How many "Fast Math" routines for XL/XE are there?

thorfdbg · June 24, 2013

Not necessarily, because it does help testing most of your assumptions or implementation observations (above), from one system to another... Cases like sin( ) are particularly important or difficult when hovering a "zero" argument either from "above" (slight higher than zero) or from "below" (slightly lower than Pi).

Well, I would rather say that any *sane* implementation of sin() should do exactly as I described. That Atari BASIC does something insane probably proves the point.

I intuivitely think that something is wrong with Atari's ROM FP rounding code, besides other embedded numerical code / approximations. AHL's benchmark is yielding in abysmal performance for a 8-10 BCD digits system. Edit: Even a cyclic 1/(1/7) or 1/(1/9) will come back to "7" or "9" exact, which seems really odd in a limited-precision BCD system.

That 1/(1/7) returns 7 precisely is just a side-result of how the division works, and of improper (or lucky) rounding. 1/9 does not return a precise result (try 9*(1/9)), but 1/(1/9) returns something a bit larger than 9, and the extra digit is just chopped off.

thorfdbg · June 24, 2013

So here is a really simple (yet revealing) basic program that basically performs C=1/(1/n) for n=1...100, and calculates the Error/Delta as (C-n). C should, in reality, be a VERY close number to n, for any n (for the most part, as some cases will yield in exact inverse).

I will later port the above code to the 48GX and run the test using LongFloat library set to an arbitrary precision of nine (9) digits which should be pretty close to Atari's FP math, and come back with such results.

All in all, I am seeing PRETTY LARGE errors on the above list, though, assuming ~9-10 digits BCD math.

There is nothing wrong with the results above.

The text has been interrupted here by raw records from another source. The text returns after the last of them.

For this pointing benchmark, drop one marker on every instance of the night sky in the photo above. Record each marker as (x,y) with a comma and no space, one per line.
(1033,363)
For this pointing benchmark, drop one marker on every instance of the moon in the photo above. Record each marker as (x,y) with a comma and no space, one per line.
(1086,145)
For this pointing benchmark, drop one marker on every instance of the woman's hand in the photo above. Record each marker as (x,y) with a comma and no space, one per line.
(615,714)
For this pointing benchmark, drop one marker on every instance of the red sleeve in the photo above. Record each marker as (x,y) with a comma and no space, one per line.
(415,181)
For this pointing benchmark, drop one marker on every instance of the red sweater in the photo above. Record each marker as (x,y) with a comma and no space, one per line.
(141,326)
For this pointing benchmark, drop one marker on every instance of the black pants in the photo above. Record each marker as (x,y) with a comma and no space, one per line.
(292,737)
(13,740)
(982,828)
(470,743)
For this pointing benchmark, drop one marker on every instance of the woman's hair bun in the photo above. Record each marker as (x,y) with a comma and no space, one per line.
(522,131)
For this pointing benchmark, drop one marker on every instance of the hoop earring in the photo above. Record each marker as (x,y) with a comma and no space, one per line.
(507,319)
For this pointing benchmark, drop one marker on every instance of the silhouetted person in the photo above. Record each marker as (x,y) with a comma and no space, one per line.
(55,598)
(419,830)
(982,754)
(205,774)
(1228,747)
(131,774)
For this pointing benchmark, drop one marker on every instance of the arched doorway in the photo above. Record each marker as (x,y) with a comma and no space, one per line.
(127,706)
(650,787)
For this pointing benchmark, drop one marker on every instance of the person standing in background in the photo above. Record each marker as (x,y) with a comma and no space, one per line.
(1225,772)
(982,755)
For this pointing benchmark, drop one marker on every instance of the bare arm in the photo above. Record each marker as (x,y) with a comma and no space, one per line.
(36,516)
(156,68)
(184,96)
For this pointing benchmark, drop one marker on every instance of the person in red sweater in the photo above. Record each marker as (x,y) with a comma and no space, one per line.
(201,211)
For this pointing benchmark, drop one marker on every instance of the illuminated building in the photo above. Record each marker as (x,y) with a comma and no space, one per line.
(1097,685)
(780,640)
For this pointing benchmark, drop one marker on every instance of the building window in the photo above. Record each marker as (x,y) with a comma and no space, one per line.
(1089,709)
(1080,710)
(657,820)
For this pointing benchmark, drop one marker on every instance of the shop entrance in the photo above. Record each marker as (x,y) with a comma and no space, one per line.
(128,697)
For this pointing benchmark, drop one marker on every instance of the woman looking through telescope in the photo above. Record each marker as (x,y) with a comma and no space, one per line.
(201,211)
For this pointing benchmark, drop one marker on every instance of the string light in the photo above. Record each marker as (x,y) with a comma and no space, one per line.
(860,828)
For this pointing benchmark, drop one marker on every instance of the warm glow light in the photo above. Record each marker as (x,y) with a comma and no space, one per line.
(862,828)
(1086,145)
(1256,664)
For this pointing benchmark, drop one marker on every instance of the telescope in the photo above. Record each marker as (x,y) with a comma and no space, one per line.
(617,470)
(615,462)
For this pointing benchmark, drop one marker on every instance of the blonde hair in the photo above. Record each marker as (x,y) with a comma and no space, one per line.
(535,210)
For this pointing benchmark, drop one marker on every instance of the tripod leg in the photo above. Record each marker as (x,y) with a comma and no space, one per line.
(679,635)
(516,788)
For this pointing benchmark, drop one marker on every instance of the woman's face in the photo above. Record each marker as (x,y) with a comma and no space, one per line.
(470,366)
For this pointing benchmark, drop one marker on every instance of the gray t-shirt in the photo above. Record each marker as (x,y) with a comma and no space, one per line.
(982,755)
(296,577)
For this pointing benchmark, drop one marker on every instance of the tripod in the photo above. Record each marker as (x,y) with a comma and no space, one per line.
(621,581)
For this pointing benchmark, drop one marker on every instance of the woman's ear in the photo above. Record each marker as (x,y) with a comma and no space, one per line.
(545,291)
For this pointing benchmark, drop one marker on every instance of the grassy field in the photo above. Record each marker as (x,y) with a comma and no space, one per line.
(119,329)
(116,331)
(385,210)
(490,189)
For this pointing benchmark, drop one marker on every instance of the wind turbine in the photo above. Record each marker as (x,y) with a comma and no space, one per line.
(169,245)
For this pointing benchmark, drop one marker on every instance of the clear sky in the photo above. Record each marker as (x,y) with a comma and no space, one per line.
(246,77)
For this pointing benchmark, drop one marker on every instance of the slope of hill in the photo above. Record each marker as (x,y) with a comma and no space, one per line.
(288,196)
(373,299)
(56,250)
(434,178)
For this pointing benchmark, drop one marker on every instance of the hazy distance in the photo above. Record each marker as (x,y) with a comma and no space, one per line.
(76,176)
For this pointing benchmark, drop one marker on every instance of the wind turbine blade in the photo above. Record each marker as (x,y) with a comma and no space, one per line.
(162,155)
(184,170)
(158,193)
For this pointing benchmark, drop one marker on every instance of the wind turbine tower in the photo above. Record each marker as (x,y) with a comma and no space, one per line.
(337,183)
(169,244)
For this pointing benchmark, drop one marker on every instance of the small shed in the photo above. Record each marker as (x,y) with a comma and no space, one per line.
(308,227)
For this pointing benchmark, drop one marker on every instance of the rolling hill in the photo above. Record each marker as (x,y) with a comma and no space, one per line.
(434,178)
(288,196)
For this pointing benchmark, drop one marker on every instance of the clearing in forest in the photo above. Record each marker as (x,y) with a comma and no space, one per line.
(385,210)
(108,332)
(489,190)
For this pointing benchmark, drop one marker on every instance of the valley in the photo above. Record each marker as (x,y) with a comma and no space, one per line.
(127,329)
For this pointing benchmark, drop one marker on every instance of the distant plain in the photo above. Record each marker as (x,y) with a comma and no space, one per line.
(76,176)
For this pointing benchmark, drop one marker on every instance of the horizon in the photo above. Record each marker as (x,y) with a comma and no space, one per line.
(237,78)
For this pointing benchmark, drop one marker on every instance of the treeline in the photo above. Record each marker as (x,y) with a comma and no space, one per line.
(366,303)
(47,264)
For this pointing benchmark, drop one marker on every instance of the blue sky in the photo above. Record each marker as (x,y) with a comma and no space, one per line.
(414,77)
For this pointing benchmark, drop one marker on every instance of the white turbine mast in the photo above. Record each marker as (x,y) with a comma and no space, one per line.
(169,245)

A ten-digit precise computation (as for example performed by the Linux 'bc' program) returns the same result:

38-1/(1/38)

-.0000001064

so that's actually ok. Division and multiplication in floating point are not the problematic operations. Subtraction is, because it can result in cancelation, and may return a completely useless result (i.e. no relevant digits left). Without any guard digits, which the original FP ROM did not have, one can get into instable regions quite quickly.

Faicuai · June 24, 2013

There is nothing wrong with the results above. A ten-digit precise computation (as for example performed by the Linux 'bc' program) returns the same result:

38-1/(1/38)

-.0000001064

so that's actually ok.

Well, just to give you an idea of how far off the Atari list (and your Linux "bc" output) may be:

1. On the 48GX, I set LongFloat library's global precision to 10 digits.

2. Ran the full integer-inverse test, from 1 to 100, with a bottom-of-the-barrel 1-100 For-Next and invoking LongFloat FINV, FSUB commands.

3. Here's what I got:

The LARGEST delta I was able to extract from any given (Integer-Inv(Inv(Integer)) calculation was 3x10^-8 (0.00000003). In contrast, the largest delta of such computation found on the Atari list goes up to 8x10^-7, which is 26.67x larger error than the above (worse).
38-Inv(Inv(38)) equals to 0.00000001, which is compared to your Linux' 10-digit BCD computation is 10.64x smaller (better).
The TOTAL cumulative error sum (all 100 numbers tested) adds up to -0.000000178 which, compared to Atari's 0.000011471, represents a 64.44x SMALLER (better) cumulative error (again,we are talking about what is supposed to be a 10-digit BCD system).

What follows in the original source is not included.